As he enters his third year in the program, Player feels comfortable and is ready to help his team succeed both on and off the field.
“Things are now going smooth. I know the ropes,” said Player. “I understand college life and what we are trying to do on and off the football field. I understand what the coaches are trying to do and now I understand the vision. Now it’s easier for me to step in and go with the process.”
Player has grown into a leader and his personality has a lot to do with it.

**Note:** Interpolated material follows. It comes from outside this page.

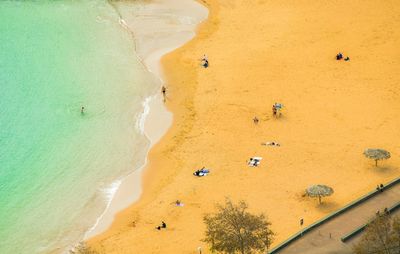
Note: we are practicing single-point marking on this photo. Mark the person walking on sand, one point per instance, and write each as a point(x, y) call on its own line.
point(274, 110)
point(164, 92)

“The coaches have been telling me I have one of those personalities that people are going to follow and listen to me,” Player said. “You can use it one of two ways – positively or negatively. With so many young players on our team, I know it’s important to be a positive role model and I have followed the advice of my coaches. I understand what they (the coaches) are saying now and realize that people are going to listen to what I have to say regardless of whether it’s positive or negative. I have started channeling positive energy to make a stronger impact on our team.”
“It’s hard to say a guy who Nasir’s size being immature, but he was still young and trying to figure things out when he first came on campus,” said O’Cain. “But to go to the scout team, fight and battle for the entire 2015 season, and know you are not going to play is extremely difficult. That whole process forced Nasir to mature. Overall, he has improved and gotten so much better. That’s what we want to do as a staff. Obviously, we want to win football games. But the most important thing is to help these young men graduate, and hopefully when they leave they are better men from when they arrived. You can already see that with Nasir. He has matured. He’s a better young man today than he was yesterday and hopefully in the next day you see more improvement.”

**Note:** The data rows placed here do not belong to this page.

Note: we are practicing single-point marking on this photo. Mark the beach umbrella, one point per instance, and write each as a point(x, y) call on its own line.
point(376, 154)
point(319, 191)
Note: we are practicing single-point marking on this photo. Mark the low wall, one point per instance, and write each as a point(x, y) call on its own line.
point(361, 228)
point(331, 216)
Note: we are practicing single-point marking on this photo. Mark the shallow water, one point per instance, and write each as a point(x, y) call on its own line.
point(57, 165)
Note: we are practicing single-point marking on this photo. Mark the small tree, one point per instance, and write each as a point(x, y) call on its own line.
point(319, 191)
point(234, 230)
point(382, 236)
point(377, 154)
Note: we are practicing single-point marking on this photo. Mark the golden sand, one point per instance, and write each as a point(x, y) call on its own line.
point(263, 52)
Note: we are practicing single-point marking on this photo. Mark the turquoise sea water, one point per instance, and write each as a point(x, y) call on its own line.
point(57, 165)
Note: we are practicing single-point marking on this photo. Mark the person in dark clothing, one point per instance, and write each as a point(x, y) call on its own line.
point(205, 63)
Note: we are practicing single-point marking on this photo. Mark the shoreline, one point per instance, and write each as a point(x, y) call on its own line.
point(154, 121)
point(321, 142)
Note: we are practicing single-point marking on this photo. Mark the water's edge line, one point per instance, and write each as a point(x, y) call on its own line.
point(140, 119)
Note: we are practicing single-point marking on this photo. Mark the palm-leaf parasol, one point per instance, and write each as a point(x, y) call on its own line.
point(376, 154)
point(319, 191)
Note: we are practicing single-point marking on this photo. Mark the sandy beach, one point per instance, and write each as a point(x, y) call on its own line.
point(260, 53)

Last season, Player knew his emotions got the better of him at times and that is why he is working being more positive.
“I was really frustrated a lot last year. I feel if you’re an emotional wreck, then you can’t focus on what you are supposed to do. I know there were a couple of games when I was out there mad and wasn’t thinking straight. I realized that didn’t help the situation, so now I am focusing on keeping my head on straight and making sure I am doing my job.
“I have to let myself know it’s just a game and I can’t pay attention to the things I have no control over. There are some things that are not going to go our way – whether it’s not getting a call we wanted or not making a play – so I just have to focus on my job and do what I can to help the team win.”
One thing is for certain, Player and his Buccaneer teammates want to get the win Saturday night when they open up their new stadium against Limestone.
“I am really excited to get in there and play that first game,” Player said. “It’s a place we can finally call home. This stadium is not only for us, but it’s big part of our campus and community. I can’t wait to see it packed for that first game.”